Now that the left has nothing left to lose, there is not only a need but also room for a drastic re-orientation. Here is a proposal.
The central orientation that I propose is not to go along with populism, as some liberal and conservative parties have begun to do (e.g. in the Netherlands), pulled into the vortex of electoral pressure, giving in to nationalist sentiments and demands for majority decision making (as in referenda) that run the danger of violating the rule of law, with a tendency to bypass the judiciary if needed, and have already produced such effects (e.g. in Switserland).
The right way is not to abolish international trade, break down the EU and hide in nationalism, and slide into dictatorships of the majority. There is an alternative.
The challenge, I believe, is to take the wake-up call of populism seriously, listen to its justified grievances, and produce solutions. I propose three points for a new social vision.
First, save international trade, vital for prosperity, in two ways. One: compensate those who lost out in globalization, with programmes to bring new economic activity to areas of poverty, programmes for re-schooling, and, if necessary, re-distribution of income. Two: block he perversities of globalization, with multinational companies avoiding taxes, benefiting from subsidies to lure them or prevent them from leaving, and holding national governments hostage to the threat of leaving when not accommodated.
Second, save the EU by transforming it from a union only for the market to a union also for the people. The union is needed to effect the measures indicated above, and to bundle clout for an effective foreign policy, fiscal policy, policy for refugees, defence, environmental protection, and economic position vis a vis the US and China. It can focus more on such priorities and leave other things to the nations.
Third, save democracy by satisfying also the populist demand for bringing citizens closer to politics, in a drastic decentralization of government to local communities, in what is called the ‘commons’. The underlying idea is that democracy should no longer be seen as a periodic positioning, in electing a party with a pre-fabricated political programme, or voting yes or no in a referendum. It should rather be seen as an ongoing process, in which citizens participate in the identification of issues and the development of policies. Use may be made of citizen councils, appointed at random from a pool of he willing. The main role of a municipality would be to facilitate and support that process.

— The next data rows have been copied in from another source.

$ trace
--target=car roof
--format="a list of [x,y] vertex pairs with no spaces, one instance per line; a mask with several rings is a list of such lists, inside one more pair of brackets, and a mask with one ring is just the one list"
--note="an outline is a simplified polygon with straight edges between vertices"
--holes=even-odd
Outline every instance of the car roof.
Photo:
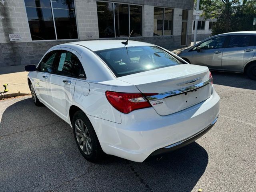
[[122,42],[126,40],[94,40],[83,41],[78,41],[65,44],[79,45],[86,47],[93,51],[104,50],[114,48],[119,48],[124,47],[133,47],[136,46],[152,46],[152,44],[139,41],[129,40],[128,44],[125,46]]
[[[229,33],[222,33],[222,34],[219,34],[216,35],[215,36],[220,36],[223,35],[242,35],[242,34],[251,34],[251,35],[256,35],[256,31],[236,31],[234,32],[230,32]],[[213,37],[214,36],[212,36]]]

Such decentralization and citizen initiative is greatly facilitated by means of social media, and with local apps. Those media also have worrying negative effects, but here they can help.
A political condition for such decentralization of government is acceptance of some inequality between localities of services offered. One cannot have more freedom of policy making without room for diversity. However, a task of task of government that may remain, is to prevent extremes of such inequality.